Fragen

weltfragen: Die künstlerische Idee

In groß angelegten Plakatkampagnen verbreite ich die vier «Kantschen Grundfragen» in allen Weltsprachen. Mit Mitteln und Ästhetik der Werbung möchte ich ein allgemeines geistiges Eigentum ins Bewußtsein der Menschen zurückholen. Ich setze einen 200 Jahre alten Gedanken neu ins öffentliche Bild.

Warum nicht die Menschen, statt sie mit «bienvenue», «welcome» etc. zu begrüßen, mit Kant fragen: what is the human being? qu'est-ce que l'homme? Warum nicht die Städte und Dörfer für eine Zeit mit den grundlegenden Fragen des Menschseins beflaggen? Warum nicht im Straßenbild neben all der Werbung über die Grundfragen des Menschseins philosophieren?

weltfragen ist eine bildnerische Arbeit. Die ästhetischen Überlegungen stehen an erster Stelle, und sie erstrecken sich auf die Rezeption und Strategien der Werbeästhetik ebenso wie auf die Reflexion über künstlerische Installation und Kunst im öffentlichen Raum. Welches Design, welche Formen, welche Schrifttype, welche Farbe, welches Aussehen, welche Wirkung? Wie sind die Bildträger herzustellen, wie anzubringen, wie wahrzunehmen? Welches Papier, welcher Kleber, welche Zeitdauer? Witterungseinflüsse, Beschädigungen, Kritzeleien, Kommentare? Welcher Verbreitungsmodus ist möglich, welcher sinnvoll, welcher wirtschaftlich?

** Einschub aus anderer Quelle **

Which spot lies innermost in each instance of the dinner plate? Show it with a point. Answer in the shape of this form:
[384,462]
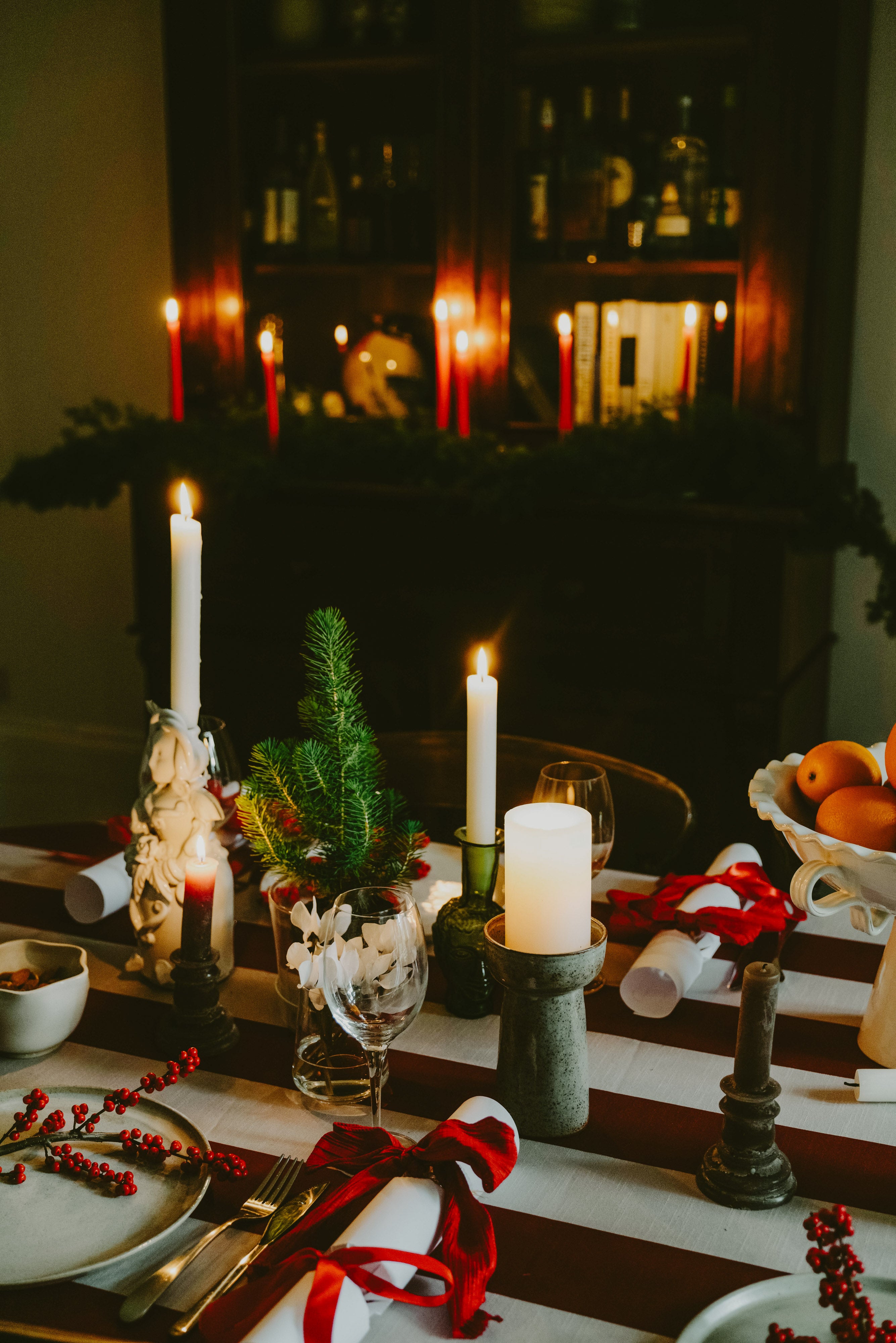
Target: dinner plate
[790,1302]
[64,1225]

Ab wann ist das Gedankliche so präsent wie das einzelne Plakat? Ab wann steht eins fürs Ganze?

Ich beziehe in die ästhetischen Überlegungen die philosophischen, gesellschaftlichen und linguistischen Begleiterscheinungen einer Plakatkampagne mit ein. Bürger und Passanten lesen Fragen in ihrer Sprache und in fremden Sprachen. Wer ist gemeint? Bin ich gemeint? Ich? Ein deutscher Philosoph fragt sich das. Und legt Wert auf den Unterschied zwischen «was kann ich» und «was darf ich». Manche Sprachen kommen mit einem Verb aus, wo die deutsche zwei haben will.

Auch wenn der Betrachter die Sprache oder die Frage vielleicht nicht versteht: das Werk kann er verstehen. Das Werk ist kein Sprach-, kein Denk-, sondern Kunst-Werk. weltfragen ist ein Bild: ein räumliches, temporäres, alltägliches, vervielfachtes, schwarz-auf-gelbes Bild.

Ich arbeite seit nunmehr fünf Jahren an diesem Projekt. Ich habe in der Zeit viele Gespräche mit Sprachkundigen, mit Künstlern, mit Philosophen geführt und dabei manches über das Denken anderer Kulturkreise - und damit über meinen eigenen - erfahren. Die Beschäftigung mit den Kantschen Fragen, ihren Übersetzungen, und dem Vorhaben, sie als großes öffentliches Bild zu verbreiten, begreife ich mittlerweile als eine Lektion darüber, nach einer Antwort über das Menschsein im Fragen selbst zu suchen.

Ich danke allen, die mich seit Jahren in meinem Anliegen bestärken und unterstützen, und ich freue mich, dass wir nun in diesem fünften Projektjahr eine sehr umfangreiche Plakatkampagne in vielen Orten Europas realisieren können.